Gespenster Krimi (06) – Erlösung

Titel: Gespenster Krimi (06) – Erlösung / Verlag: Contendo Media / Spielzeit: ca. 75 min / Sprecher: Sascha Rotermund, André Beyer, Konrad Bösherz, Gerals Paradies ua

geskrimi06Titel: Für Jessica und Brandon sollte das neue Haus in Freeport auch der Beginn ihrer gemeinsamen Zukunft sein. Doch die Idylle trügt, denn schon kurz nach ihrer Ankunft erhält Jessica mysteriöse Anrufe eines Fremden, der nach und nach zu einem Albtraum für sie wird. Bei ihren Nachforschungen macht sie eine verstörende Entdeckung: ihr Verfolger ist bereits seit Jahren tot! Als sie mit dem Journalisten Gordon dem Geheimnis auf den Grund geht, eskalieren die Ereignisse auf dramatische Weise.
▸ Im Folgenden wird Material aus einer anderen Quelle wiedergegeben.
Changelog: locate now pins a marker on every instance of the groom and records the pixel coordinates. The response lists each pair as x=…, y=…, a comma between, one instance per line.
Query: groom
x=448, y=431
Diese Folge hatte ich schnell am Haken. Ich bin nämlich Fan der „Ich weiß, was du letzten Sommer getan hast“ – Filme. Deshalb kann man mich mit Geschichten leicht ködern, die in kleinen Hafenstädtchen spielen und in denen finstere Gestalten in Ölzeug ihr Unwesen  treiben. Genauso ist es nämlich in „Erlösung“.
Die Folge beginnt mit einem ominösen Anruf ála „Scream“, was mir ebenfalls sofort zusagte. Natürlich geht es in dem Hörspiel nicht um Teenager, aber die Horror-Schiene ist es trotzdem irgendwie. Wobei Horror hier so eine Sache ist. Denn lange habe ich mich gefragt, wann es den nun gespenstisch werden würde. Und selbst als es dann soweit ist, zieht die Story ihre Spannung und düstere Atmosphäre haptsächlich aus der Frage, ob Jessica sich die ganzen Vorkommnisse nur einbildet oder nicht.
Blutigen Horror bietet die Folge also nicht, sondern mutet lange eher an wie ein Psychothriller. Eine schöne Idee und Abwechslung, die übersinnliche-gruselige Katze erst am Schluss so richtig aus dem Sack zu lassen.
Bis dahin schwankt man stetig zwischen dem Wunsch, Jessica zu glauben, und den Zweifeln, die gewisse andere Personen immer wieder säen. Und ja, das empfinde ich in den meisten Fällen als spannender als blutiges Gemetzel. Hinzu noch das Rätseln, was dort eigentlich vorgeht…so funktioniert es mit der Spannung eben auch sehr gut.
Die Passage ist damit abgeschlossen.